In the case of Boeing, the company disbursed over nine billion dollars in buybacks from 1998 to 2001.
However the remuneration of company executives was only a small percentage of this amount. Buybacks are an extremely inefficient way to remunerate executives and are debilitating to the financial interests of long-term stockholders.
It would be simpler, more principled, and greatly in the interest of long-term stockholders to pay executives directly the amount that they would have earned through options linked to stock prices.
Boeing’s permanent investors could have received at least eight billion dollars more in dividends over the years 1998 to 2001, if such a policy had been followed.
Over eight billion dollars in dividends are not paid.
However it would have been unacceptable to baldly pay ninety million dollars to Boeing’s top five executives for three years work, without the charade of pretending that improvements in the ROE and stock prices proved that they were worth this amount.

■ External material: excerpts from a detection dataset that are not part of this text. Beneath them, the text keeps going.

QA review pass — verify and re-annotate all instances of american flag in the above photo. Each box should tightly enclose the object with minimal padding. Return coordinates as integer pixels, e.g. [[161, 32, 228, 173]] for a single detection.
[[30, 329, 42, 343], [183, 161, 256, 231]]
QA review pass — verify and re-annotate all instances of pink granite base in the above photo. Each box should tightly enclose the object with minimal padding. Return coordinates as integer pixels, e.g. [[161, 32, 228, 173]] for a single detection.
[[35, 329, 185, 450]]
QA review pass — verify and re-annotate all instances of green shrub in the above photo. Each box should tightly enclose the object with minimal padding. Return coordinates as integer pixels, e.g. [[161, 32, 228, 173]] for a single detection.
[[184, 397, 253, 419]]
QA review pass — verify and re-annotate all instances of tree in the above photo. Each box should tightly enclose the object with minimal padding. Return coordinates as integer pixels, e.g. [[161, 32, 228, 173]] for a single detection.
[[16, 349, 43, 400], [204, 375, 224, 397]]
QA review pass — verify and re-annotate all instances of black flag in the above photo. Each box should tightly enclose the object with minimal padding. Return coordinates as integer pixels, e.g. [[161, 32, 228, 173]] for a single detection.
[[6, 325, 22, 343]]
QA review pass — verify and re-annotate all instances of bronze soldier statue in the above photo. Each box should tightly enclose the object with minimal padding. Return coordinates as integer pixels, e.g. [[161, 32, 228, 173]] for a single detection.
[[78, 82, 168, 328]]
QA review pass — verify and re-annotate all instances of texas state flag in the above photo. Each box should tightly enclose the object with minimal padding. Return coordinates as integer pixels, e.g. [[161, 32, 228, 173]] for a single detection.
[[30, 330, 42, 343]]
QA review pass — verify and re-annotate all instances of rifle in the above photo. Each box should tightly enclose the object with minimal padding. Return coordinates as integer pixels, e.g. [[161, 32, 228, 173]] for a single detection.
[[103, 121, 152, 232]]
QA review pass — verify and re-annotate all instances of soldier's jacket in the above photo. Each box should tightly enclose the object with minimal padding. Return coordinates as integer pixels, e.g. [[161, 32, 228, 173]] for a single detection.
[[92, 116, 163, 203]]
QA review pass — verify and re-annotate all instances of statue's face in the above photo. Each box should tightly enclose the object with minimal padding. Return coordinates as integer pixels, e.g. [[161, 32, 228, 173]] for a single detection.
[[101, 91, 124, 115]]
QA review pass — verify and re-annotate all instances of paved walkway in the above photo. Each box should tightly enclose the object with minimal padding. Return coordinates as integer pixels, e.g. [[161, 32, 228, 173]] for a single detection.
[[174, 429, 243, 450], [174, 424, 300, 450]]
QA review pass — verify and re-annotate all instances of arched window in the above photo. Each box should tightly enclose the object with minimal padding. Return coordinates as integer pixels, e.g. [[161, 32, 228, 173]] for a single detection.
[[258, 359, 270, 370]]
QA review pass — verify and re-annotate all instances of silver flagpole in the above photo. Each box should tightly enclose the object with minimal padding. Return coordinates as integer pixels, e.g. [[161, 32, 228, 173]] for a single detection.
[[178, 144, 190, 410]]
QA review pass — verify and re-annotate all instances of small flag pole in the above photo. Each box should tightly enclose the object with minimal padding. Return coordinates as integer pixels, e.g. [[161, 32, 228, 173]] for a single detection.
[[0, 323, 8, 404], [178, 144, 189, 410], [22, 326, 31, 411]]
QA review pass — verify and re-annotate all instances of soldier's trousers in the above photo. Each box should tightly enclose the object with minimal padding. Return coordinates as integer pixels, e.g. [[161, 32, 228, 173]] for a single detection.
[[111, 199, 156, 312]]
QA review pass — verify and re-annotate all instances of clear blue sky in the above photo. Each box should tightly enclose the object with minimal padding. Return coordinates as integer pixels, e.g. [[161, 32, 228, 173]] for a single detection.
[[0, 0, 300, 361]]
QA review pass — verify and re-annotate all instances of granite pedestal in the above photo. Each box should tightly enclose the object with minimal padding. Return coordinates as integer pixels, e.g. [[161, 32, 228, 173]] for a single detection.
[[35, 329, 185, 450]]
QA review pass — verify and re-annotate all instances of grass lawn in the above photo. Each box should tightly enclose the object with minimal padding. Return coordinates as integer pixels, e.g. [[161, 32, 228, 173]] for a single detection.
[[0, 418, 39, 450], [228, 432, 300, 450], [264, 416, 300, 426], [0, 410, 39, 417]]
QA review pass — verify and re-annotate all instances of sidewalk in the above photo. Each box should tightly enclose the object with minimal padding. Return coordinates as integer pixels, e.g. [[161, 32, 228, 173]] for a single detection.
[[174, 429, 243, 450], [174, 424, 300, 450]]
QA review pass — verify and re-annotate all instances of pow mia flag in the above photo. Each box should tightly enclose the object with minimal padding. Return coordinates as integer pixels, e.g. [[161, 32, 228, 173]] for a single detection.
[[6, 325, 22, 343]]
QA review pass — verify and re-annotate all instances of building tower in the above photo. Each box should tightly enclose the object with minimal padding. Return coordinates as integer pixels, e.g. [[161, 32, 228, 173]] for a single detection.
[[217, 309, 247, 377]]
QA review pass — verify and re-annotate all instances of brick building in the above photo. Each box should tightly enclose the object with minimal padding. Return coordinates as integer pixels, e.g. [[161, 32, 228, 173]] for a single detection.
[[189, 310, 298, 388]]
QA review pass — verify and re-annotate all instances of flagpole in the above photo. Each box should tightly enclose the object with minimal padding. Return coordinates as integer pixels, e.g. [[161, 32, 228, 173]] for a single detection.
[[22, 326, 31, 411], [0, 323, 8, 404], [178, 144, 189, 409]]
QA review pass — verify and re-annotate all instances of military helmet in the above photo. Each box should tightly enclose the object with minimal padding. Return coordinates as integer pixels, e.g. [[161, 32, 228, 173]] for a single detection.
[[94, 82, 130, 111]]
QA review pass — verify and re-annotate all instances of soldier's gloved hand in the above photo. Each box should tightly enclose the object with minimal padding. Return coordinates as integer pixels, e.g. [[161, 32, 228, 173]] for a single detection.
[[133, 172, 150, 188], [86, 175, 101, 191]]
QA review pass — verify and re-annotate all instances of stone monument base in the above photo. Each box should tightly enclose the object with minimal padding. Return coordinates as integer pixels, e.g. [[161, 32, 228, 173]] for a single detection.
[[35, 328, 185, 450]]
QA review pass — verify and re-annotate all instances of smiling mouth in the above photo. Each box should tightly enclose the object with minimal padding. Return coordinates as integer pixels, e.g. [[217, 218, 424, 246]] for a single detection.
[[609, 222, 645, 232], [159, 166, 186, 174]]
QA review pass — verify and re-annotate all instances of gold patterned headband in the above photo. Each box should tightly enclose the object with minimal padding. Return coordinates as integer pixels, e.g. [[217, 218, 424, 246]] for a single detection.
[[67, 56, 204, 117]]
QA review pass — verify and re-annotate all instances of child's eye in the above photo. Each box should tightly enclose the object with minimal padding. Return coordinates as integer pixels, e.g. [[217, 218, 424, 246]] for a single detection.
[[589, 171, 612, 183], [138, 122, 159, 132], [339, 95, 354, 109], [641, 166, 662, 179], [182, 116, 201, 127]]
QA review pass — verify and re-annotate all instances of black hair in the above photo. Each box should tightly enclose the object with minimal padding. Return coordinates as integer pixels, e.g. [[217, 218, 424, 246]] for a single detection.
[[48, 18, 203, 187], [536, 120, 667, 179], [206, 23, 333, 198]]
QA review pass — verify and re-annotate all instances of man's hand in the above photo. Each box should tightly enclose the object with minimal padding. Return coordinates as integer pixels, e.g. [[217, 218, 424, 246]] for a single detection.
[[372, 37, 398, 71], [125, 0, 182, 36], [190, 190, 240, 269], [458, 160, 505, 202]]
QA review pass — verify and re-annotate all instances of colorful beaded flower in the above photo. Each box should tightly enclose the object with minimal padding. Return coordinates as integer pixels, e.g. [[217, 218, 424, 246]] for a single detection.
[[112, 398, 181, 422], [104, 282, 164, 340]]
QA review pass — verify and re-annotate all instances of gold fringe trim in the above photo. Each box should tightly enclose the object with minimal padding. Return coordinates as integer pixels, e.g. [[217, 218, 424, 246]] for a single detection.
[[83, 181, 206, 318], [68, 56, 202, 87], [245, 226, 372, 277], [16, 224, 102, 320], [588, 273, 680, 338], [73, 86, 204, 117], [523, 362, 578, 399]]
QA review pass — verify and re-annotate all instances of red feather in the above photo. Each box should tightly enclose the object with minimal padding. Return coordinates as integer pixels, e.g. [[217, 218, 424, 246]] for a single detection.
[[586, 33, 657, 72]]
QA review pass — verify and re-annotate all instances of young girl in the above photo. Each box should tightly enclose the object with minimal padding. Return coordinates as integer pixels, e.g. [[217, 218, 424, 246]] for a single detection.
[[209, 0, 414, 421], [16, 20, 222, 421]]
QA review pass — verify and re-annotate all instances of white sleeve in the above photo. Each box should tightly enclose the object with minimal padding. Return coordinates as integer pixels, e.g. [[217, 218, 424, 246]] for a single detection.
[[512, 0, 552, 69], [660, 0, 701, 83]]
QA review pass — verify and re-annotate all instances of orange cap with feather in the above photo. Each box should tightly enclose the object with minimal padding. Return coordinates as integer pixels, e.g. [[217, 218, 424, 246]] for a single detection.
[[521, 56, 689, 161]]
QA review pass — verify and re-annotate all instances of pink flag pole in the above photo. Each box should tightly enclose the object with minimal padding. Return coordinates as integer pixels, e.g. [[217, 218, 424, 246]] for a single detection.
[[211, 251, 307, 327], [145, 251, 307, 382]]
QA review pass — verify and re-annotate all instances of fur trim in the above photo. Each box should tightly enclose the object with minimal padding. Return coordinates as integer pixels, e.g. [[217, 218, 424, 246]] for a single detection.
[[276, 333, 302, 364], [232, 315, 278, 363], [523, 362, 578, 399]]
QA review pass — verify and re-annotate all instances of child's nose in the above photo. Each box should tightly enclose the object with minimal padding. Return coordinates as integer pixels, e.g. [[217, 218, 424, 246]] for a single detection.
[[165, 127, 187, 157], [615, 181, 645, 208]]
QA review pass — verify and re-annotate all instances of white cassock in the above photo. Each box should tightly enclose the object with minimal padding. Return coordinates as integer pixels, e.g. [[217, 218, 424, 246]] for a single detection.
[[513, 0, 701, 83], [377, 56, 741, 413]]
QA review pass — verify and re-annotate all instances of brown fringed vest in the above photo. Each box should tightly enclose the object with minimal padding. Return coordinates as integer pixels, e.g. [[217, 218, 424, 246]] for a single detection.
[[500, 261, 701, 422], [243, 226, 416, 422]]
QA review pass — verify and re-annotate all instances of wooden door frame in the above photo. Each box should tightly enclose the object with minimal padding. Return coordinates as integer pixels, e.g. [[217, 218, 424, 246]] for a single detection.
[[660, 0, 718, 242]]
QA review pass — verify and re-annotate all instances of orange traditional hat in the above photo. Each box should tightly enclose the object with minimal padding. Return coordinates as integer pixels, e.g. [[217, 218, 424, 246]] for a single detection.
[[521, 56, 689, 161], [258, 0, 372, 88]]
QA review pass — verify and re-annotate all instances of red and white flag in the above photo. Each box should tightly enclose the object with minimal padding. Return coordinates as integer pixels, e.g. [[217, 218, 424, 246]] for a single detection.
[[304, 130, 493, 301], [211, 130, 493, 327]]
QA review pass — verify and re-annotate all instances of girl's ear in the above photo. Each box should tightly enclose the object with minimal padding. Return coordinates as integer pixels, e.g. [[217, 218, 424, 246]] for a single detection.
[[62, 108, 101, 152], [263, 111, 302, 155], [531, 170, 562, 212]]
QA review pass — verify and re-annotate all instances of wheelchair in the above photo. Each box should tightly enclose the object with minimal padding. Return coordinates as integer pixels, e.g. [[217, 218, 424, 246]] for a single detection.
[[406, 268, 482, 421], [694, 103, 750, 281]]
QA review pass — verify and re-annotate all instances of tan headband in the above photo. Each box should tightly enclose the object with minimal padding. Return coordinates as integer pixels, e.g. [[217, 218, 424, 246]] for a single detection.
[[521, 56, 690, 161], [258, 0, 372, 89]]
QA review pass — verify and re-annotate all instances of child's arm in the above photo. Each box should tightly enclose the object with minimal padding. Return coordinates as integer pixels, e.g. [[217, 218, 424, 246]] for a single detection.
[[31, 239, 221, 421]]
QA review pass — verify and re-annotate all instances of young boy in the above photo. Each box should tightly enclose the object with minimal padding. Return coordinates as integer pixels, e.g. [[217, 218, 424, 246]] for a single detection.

The reasons behind the devastating buyback culture are multifarious and involve many interests beyond those of shareholders and executives.
The brew includes a heavy dose of hypocrisy, fallacious reasoning, political expediency, third-party greed, and failure of fiduciary responsibility.
The players include the U.S. Congress, the tax authorities, the SEC, the labor unions, accounting professionals, fund managers, investment bankers, and stockbrokers.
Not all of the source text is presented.